RMM was very definitely a writer as well as the facilitator of others’ writing. He was well known to generations of law students as the co-editor of Fundamentals of Legal Research, now in its 8th edition. But, hearkening back to his interest in legal history, he became a devotee of judicial biography; along with studies of many Supreme Court justices, he co-authored a 1993 book on the 26 unsuccessful nominees to that bench. He was working on Unknown Justices with William Bader at the time of his death. He always took great pleasure in meeting Justices and cherished a collection of inscribed photographs that covered the walls of his office.

As one might expect, RMM attained many honors and awards as his career flourished. He was named a “Mover and Shaker 2003,” by the Library Journal, as one among the more than 50 of the most innovative librarians working today in libraries across the U.S. and Canada. Other honors include being inducted as a Life Member of the Fellows of the American Bar Foundation in 2002, receiving the American Association of Law Libraries (AALL) Marian Gould Gallagher Distinguished Service Award in 2005, the AALL’s Presidential Certificate of Merit in 2006, and the University of Wisconsin-Madison School of Library and Information Studies Alumni Association’s Centennial Celebration Alumnus of the Year Award in 2006.

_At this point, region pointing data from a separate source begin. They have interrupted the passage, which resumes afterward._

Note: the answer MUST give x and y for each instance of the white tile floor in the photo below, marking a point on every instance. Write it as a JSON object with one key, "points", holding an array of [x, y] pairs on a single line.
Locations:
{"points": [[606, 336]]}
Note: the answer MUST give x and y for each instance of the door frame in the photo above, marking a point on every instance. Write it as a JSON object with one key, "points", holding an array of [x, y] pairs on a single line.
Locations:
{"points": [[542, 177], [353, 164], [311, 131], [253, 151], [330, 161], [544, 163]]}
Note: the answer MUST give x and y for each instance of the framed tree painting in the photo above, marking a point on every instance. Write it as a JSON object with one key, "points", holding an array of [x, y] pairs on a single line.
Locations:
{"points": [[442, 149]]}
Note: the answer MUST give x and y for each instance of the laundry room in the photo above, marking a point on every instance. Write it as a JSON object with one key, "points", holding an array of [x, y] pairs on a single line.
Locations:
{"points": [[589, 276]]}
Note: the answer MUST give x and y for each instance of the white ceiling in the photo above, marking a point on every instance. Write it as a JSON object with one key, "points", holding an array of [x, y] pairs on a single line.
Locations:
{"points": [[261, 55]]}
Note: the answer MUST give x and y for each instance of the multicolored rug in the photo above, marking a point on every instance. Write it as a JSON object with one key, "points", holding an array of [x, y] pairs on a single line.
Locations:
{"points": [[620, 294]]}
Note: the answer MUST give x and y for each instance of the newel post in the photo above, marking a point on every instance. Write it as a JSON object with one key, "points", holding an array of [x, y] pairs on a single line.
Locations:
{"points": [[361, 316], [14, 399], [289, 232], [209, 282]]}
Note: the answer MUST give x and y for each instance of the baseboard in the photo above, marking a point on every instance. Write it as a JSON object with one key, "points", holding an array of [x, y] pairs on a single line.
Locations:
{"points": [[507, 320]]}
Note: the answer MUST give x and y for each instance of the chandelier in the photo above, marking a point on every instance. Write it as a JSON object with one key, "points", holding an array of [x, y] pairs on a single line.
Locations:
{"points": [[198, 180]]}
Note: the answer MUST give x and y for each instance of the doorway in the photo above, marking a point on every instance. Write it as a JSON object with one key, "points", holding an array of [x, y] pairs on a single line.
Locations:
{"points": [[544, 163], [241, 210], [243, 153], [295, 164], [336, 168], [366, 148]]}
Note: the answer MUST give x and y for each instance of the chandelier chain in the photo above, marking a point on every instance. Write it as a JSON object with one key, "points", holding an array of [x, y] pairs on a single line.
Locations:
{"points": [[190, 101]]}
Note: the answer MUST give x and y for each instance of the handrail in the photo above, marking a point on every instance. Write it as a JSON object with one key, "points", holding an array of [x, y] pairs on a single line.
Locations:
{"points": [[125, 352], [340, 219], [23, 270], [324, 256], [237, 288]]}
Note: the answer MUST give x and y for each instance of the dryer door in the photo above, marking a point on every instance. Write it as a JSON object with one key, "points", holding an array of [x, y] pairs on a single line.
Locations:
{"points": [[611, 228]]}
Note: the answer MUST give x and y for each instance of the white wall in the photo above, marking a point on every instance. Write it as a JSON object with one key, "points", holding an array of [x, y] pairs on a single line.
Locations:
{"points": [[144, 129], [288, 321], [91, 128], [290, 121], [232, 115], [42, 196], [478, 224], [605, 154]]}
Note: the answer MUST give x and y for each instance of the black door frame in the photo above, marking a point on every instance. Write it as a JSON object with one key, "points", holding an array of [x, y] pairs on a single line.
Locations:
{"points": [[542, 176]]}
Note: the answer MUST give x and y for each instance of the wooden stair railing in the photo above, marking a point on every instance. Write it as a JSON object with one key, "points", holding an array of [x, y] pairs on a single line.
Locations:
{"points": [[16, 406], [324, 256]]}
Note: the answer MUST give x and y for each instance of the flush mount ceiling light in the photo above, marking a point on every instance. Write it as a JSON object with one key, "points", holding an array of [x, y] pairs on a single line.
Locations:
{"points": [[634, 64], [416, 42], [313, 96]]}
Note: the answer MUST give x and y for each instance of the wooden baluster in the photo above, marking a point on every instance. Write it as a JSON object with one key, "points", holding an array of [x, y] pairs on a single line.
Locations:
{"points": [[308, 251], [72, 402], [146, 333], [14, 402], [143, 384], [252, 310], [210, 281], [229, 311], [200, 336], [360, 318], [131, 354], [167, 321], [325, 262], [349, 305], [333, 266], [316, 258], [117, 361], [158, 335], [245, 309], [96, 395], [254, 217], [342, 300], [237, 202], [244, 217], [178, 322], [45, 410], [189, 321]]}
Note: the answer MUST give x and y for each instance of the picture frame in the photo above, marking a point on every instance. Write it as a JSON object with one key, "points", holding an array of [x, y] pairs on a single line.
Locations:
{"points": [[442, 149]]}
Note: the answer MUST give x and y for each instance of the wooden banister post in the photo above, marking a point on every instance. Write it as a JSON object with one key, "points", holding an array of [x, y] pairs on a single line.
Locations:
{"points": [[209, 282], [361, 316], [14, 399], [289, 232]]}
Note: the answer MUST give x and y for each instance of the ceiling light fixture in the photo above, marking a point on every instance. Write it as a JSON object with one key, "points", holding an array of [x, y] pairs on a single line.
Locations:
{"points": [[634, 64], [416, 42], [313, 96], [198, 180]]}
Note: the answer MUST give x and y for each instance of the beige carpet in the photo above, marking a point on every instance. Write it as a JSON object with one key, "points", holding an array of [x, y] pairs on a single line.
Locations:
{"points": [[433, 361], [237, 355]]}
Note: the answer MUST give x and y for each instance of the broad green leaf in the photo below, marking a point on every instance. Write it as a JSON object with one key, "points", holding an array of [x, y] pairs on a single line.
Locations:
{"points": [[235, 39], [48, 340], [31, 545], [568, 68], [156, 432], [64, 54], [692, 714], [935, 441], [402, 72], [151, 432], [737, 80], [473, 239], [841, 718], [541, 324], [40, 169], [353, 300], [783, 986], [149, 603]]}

Mersky is survived by his wife, Rosemary Bunnage-Mersky; and by three daughters: Lisa, Deborah, Ruth Mersky Pool, the children of his first marriage to Deena Mersky; and their granddaughters Sophia Burns and Grace and Rebekah Pool. He is also survived by a sister, Bernice Eisler.

Befitting his legendary status and manifold accomplishments, Mersky is buried in the Texas State Cemetery.


William Powers Jr., President
The University of Texas at Austin


Sue Alexander Greninger, Secretary
The General Faculty

This memorial resolution was prepared by a special committee consisting of Professors Sanford V. Levinson (chair), Guy Wellborn, and Robert Peroni.